March 23, 2007
I see that some people are not convinced that 'final' is a useful concept.  Allow me to illustrate an extremely common example from Java which might help clarify:

void databaseStuff(String sql)
{
    final PreparedStatement st = db_.prepareStatement(sql); try {
    st.setString(0, "foo"); // bind query param
    final ResultSet rs = st.getResultSet(); try {
    while (rs.next())
    {
        System.out.println(rs.getString(0));
    }
    } catch (Exception e) { rs.close(); }
    } catch (Exception e) { st.close(); }
}

Now, this is a fairly trivial example, but in the real world, this function would be 20x longer due to business logic.  In some cases, you might rebind st to a new query and requery the DB.  Or, you might rebind parameters and just get a new rs.  If the function is reasonably long, knowing whether or not st or rs has been rebound in the function significantly affects your understanding of the code, especially during debugging.
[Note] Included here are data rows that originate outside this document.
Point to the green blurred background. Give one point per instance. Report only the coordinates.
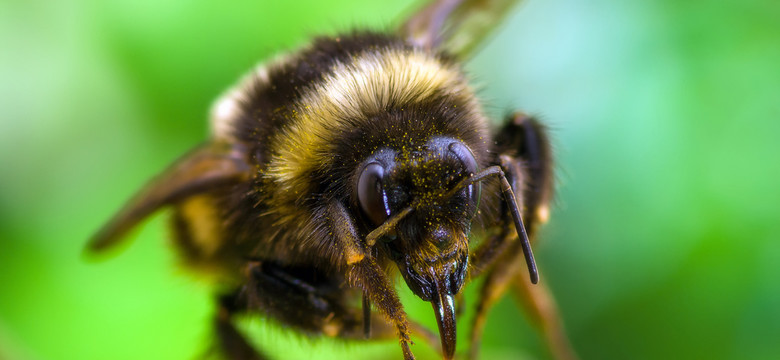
(666, 117)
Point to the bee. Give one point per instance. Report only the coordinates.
(357, 158)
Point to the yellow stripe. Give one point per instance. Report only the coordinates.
(366, 86)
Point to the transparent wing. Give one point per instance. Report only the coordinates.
(456, 26)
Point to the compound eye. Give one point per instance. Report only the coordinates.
(465, 156)
(371, 195)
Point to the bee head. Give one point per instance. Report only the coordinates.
(429, 242)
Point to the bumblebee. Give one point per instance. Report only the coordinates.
(359, 157)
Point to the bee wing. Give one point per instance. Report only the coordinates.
(206, 168)
(456, 26)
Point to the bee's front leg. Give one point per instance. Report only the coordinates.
(366, 274)
(230, 342)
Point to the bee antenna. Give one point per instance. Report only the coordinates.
(388, 225)
(511, 200)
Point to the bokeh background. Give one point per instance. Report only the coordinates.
(666, 118)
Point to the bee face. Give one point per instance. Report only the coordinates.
(430, 245)
(357, 152)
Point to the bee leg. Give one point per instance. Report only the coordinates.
(541, 308)
(364, 273)
(495, 284)
(232, 344)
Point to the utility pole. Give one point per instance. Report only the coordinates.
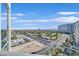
(0, 26)
(8, 26)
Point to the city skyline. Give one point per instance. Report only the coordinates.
(40, 15)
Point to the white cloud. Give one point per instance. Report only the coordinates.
(70, 19)
(4, 14)
(13, 18)
(13, 14)
(29, 24)
(65, 19)
(67, 13)
(17, 14)
(24, 28)
(38, 20)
Being able to see that key values are 'final' eliminates a whole class of potential failure modes.  Note that you don't want these to be 'const'.  For instance, you want to bind your query params to st and iterate over the ResultSet.  However, you also want to know that only one query got executed, and that it only got run once for the observed variables.  That's useful information.  Hope that helps.